Trio koncertuje z materiałem już od 2015 roku, za każdym razem występując na scenach ważnych festiwali w Polsce. Pomimo krótkiego czasu od pierwszego koncertu podczas Warsaw Summer Jazz Days jako zwycięzcy konkursu Open Jazz, mają na swoim koncie już współpracę z takimi muzykami jak David Liebman (8. Azoty Tarnów International Jazz Contest oraz festiwal Ars Cameralis), czy Adam Pierończyk (Narodowe Forum Muzyki we Wrocławiu).

Kołakowski, Wykpisz i Korelus, pomimo młodego wieku, znani są już jazzowej publiczności z innych ciekawych projektów.
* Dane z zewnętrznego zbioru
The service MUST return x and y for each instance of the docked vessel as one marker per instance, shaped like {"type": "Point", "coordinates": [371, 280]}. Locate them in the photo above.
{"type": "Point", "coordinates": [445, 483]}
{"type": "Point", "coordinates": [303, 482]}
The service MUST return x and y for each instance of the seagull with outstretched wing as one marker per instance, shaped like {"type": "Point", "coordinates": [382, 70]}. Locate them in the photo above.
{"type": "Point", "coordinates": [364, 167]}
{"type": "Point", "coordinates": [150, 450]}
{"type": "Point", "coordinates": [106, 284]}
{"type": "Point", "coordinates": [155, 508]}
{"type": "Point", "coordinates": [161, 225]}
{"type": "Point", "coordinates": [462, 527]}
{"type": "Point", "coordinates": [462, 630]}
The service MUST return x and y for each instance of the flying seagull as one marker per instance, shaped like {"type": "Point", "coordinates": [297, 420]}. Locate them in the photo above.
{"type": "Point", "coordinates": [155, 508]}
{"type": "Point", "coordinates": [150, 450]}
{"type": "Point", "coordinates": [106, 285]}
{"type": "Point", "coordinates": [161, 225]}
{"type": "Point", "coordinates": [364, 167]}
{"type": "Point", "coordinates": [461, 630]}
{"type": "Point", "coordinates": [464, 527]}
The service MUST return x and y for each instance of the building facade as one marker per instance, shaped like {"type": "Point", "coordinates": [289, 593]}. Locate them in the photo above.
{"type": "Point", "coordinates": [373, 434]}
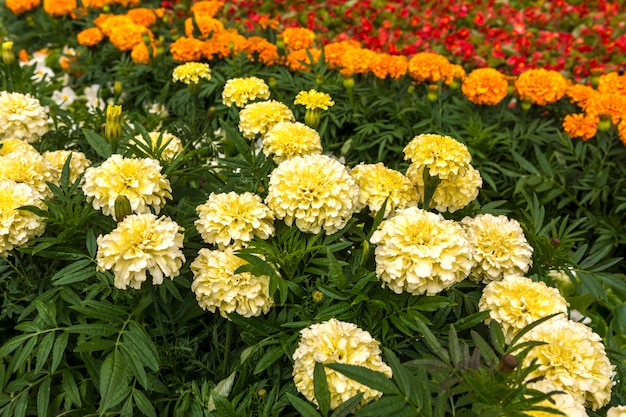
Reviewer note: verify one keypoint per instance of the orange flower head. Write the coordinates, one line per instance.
(485, 86)
(541, 86)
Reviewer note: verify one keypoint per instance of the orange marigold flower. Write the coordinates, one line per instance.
(298, 38)
(142, 16)
(485, 86)
(385, 65)
(58, 8)
(186, 49)
(206, 24)
(541, 86)
(583, 126)
(261, 50)
(22, 6)
(428, 67)
(89, 36)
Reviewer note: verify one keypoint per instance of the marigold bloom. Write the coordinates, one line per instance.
(231, 218)
(485, 86)
(335, 341)
(138, 179)
(240, 91)
(141, 243)
(516, 301)
(541, 86)
(315, 192)
(217, 286)
(17, 227)
(574, 359)
(90, 36)
(22, 117)
(22, 6)
(258, 118)
(286, 140)
(499, 247)
(378, 183)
Kołakowski wydał dwie solowe płyty, otrzymał „Jazzowego Fryderyka” i wystąpił z Davem Liebmanem, Wykpisz dostał wiele nagród w Polsce i zagranicą, występuje z High Definition Quartet, Korelus – z którego inicjatywy powstało zresztą trio – studiował u Krzysztofa Gradziuka.

Młodzi muzycy odkryli na nowo sześć małych utworów na fortepian op.19 Arnolda Schoenberga i przenieśli to atonalne dzieło dwudziestowiecznej awangardy na grunt współczesnej muzyki improwizowanej. Pokłonili się Schoenbergowi tworząc niebanalne aranżacje.
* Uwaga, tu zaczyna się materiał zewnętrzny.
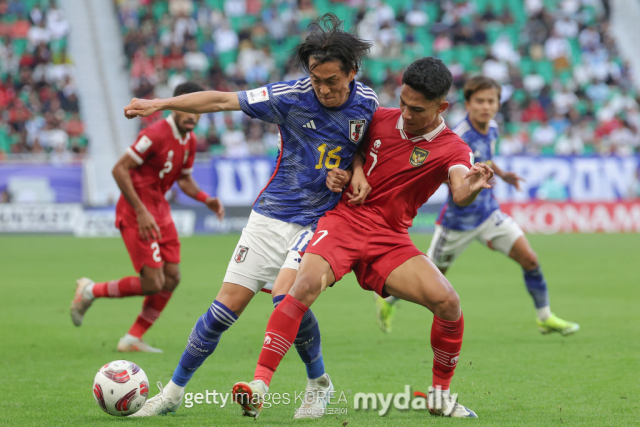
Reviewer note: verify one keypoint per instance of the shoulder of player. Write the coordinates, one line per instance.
(295, 88)
(366, 92)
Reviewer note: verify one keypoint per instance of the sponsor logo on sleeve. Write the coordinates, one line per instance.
(257, 95)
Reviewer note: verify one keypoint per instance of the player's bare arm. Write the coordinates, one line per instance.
(507, 176)
(190, 187)
(147, 225)
(210, 101)
(465, 186)
(359, 185)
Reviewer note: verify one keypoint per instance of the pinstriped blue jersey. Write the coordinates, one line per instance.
(469, 217)
(313, 140)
Sechs kleine Klavierstücke, Op. 19” Arnolda Schönberga był inspiracją do powstania tego materiału. Cykl utworów stanowi punkt wyjścia dla zespołu z którego powstaje nowa kompozycja w konwencji otwartego free jazzowego grania z wpływami zarówno muzyki jazzowej, jak i zdobyczy muzyki eksperymentalnej.
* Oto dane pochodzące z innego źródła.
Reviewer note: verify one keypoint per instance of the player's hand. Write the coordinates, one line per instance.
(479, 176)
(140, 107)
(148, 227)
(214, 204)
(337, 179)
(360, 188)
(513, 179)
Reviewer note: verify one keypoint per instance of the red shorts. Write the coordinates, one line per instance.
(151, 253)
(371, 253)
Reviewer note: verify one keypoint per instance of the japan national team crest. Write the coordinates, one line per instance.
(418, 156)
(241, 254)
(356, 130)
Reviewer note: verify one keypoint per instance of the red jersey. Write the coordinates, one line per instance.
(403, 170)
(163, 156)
– Jesteśmy bardzo zadowoleni z efektu końcowego zarówno pod kątem przeniesienia utworu Schönberga na trio jazzowe jak i brzmienia płyty. Cieszymy się, że nasza muzyka nie przypomina kolejnych nieudolnych prób grania kompozycji klasycznych na „jazzowo”. Ciężko nam zaklasyfikować ten materiał w ramach jednego terminu. Z założenia jest to muzyka trzeciego nurtu, ale w brzmieniu słychać jazz oraz muzykę współczesną. – mówi Bartłomiej Korelus, założyciel zespołu


„Tylko naprawdę nielicznym udało się mądrze rozmawiać z atonalną historią europejskiej muzyki. A temu zespołowi ta rozmowa udała się w moim odczuciu bardzo dobrze, była w niej atencja dla nutowego pierwowzoru, ale było też śmiałe rozwinięcie w przestrzeni właściwej dla jazzu i była spójność, kolor, rozmach i nieco abstrakcyjna liryka.”
Maciej Karłowski (Jazzarium.pl)


„Ich koncert "uratował" ostatni wieczór Warsaw Summer Jazz Days. Ich występ to była bomba!”
Paweł Brodowski (Jazz Forum)


„Chill-out dla wymagających, bo propozycja tria to jazz zasłuchany w całą muzykę, pełen odniesień do muzyki współczesnej.”